Elastic Cloud Incident Report: February 4, 2019

“Service metrics had reported the hosts as healthy, thus signaling that it was safe to proceed with the maintenance; however, the metrics proved to be insufficient in conveying the state of individual hosts and of the coordination layer as a whole.”
Incident #40 at Elastic on 2019/02/04 by Panagiotis Moustafellos (Tech Lead - SRE), Ben Osborne (Site Reliability) Engineer
Full report https://www.elastic.co/blog/elastic-cloud-incident-report-feburary-4-2019
How it happened During an upgrade of hosts in the coordination layer (in which hosts were patched and then used to replace old hosts) high traffic and a defect led to CPU softlocks and a ZooKeeper failure. A portion of the high traffic was due to reconnection attempts due to the instability caused by high latency. A second set of services (kibana dashboards) that depend on the ZooKeeper ensemble also failed due to a defect that left unsuccessful connections open (and there were many of these because of failures to connect to the zookeeper ensemble).
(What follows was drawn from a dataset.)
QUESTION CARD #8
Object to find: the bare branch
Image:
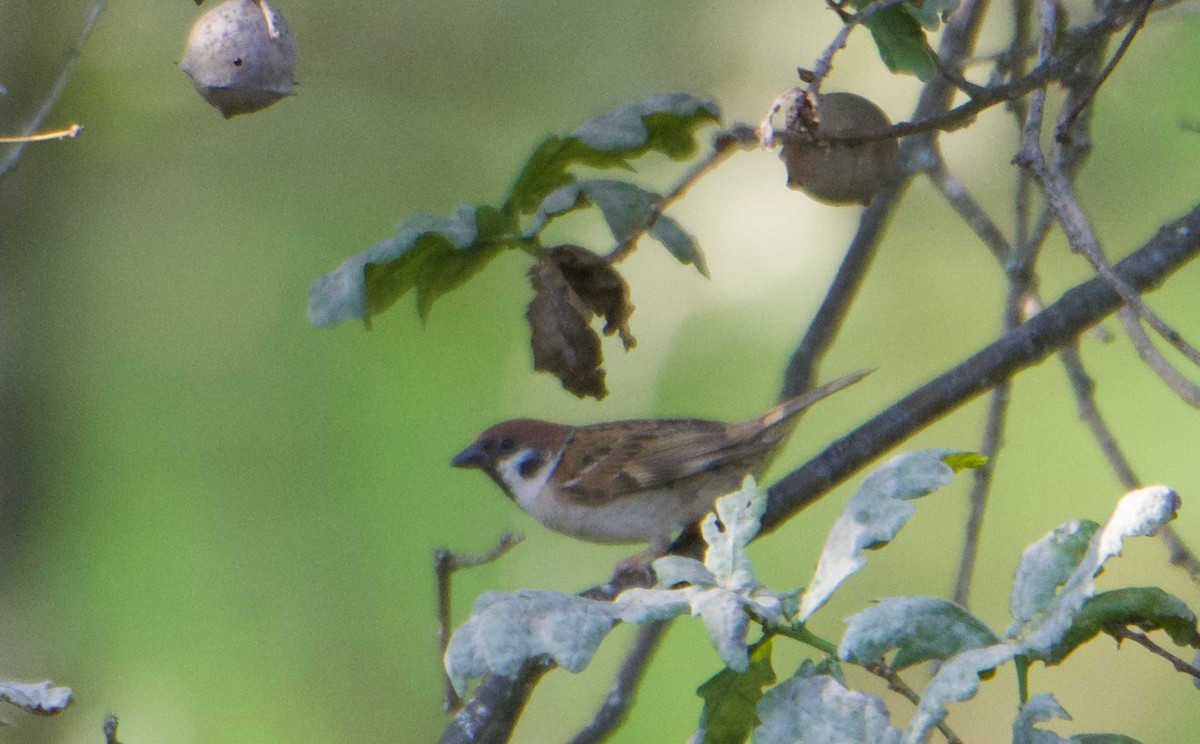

Architecture A multi-layer application: (1) a Kibana frontend, (2) a proxy/routing layer that routes requests to cluster nodes, and (3) a coordination layer which maintains node state and location (implemented as a three-node Apache ZooKeeper ensemble).
Technologies Apache ZooKeeper, Elasticsearch, Kibana
Root cause During an upgrade, hosts in the coordination layer were under too much load (due to client traffic, including reconnect attempts) to establish quorum; and a defect in runc.
Failure The coordination layer had increasd latency and low availability, and cluster hosts experienced soft locks; responders eliminated nearly all client traffic to help with mitigation.
Impact Customers experienced reduced functionality or a partial outage and later a complete in one region.
Mitigation Rolled back ZooKeeper hosts to previous version and removed client traffic to allow the ensemble to get up correctly. Restarted kibana instances and applied limits to avoid keeping connections open.